Determine projective planes in $\mathbb{RP}^4$

2018-05-08 15:39:56

In $\mathbb{RP}^4$ let $\pi_1$ and $\pi_2$ be planes and $l$ a line, given by

\begin{eqnarray*}

π_1:&\quad x+3z-s=0,&\quad 2x+3y+t=0,\\

π_2:&\quad -x+z+2t=0,&\quad 3x+y=0,\\

l:&\quad -13x+3z=0,&\quad 7y+3t=0,\quad -38y+3s=0.

\end{eqnarray*}

I want to determine the planes $π$ that contain $l$ and intersect with each $π_1$ and $π_2$ in a line.

I already found that $π_1 \cap π_2 = (-1:3:13:-7:38)$ and that $l$ does not intersect with either one of the two planes.

Unfortunately i am stuck with the further procedure and thus appreciate any help very much!

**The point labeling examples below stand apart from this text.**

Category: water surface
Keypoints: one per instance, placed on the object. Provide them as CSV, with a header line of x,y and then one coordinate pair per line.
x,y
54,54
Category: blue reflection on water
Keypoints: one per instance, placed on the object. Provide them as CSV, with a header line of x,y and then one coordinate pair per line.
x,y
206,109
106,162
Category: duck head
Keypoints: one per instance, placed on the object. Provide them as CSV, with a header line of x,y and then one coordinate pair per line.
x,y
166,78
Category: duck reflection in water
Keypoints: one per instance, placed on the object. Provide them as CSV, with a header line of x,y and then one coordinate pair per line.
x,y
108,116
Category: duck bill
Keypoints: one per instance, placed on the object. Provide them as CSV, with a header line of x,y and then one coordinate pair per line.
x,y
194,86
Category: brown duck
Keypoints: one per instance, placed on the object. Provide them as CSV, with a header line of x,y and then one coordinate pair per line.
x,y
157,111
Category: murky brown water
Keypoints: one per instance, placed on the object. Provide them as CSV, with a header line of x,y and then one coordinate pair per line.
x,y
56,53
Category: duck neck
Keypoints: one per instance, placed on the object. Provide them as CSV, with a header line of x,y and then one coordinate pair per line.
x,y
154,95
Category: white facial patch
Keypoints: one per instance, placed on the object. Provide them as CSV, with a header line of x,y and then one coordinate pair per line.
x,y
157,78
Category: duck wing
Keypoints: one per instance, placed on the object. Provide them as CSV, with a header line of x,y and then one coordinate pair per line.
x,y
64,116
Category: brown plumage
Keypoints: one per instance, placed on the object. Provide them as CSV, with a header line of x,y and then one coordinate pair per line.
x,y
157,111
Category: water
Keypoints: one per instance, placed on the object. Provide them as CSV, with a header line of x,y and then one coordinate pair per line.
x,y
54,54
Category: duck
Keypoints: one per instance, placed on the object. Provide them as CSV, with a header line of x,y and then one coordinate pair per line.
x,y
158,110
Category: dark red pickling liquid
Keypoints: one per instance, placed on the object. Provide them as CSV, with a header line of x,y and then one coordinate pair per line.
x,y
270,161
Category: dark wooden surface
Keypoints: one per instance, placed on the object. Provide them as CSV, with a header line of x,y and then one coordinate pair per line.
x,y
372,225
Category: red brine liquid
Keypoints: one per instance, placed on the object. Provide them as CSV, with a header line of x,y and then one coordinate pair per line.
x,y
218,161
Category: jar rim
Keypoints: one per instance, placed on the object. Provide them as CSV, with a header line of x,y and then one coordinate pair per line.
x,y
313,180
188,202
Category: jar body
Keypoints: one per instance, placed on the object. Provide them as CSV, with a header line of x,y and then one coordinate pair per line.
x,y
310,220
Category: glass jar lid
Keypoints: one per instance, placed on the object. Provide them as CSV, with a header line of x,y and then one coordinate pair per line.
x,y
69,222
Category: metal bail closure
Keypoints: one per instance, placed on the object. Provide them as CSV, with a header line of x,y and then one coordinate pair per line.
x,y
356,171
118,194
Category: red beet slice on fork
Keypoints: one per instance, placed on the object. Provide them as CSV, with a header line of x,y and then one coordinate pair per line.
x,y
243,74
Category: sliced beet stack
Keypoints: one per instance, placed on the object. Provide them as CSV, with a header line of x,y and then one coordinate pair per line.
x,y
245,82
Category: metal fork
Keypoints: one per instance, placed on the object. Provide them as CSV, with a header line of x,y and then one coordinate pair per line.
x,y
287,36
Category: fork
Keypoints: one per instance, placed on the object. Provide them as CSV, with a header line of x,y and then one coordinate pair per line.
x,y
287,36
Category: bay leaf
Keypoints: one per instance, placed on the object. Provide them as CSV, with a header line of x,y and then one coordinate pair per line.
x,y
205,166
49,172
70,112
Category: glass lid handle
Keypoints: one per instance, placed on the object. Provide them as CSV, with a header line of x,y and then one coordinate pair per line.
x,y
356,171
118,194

If a plane $\pi$ intersects the plane $\pi_i$ in a line $m$ and contains the line $l$, then $\pi$ contains both $m$ and $l$ and hence the two lines intersect. In particular $l$ intersects $\pi_i$, which you have shown not to be the case, hence no such plane $\pi$ exists.

  • If a plane $\pi$ intersects the plane $\pi_i$ in a line $m$ and contains the line $l$, then $\pi$ contains both $m$ and $l$ and hence the two lines intersect. In particular $l$ intersects $\pi_i$, which you have shown not to be the case, hence no such plane $\pi$ exists.

    2018-05-08 17:37:19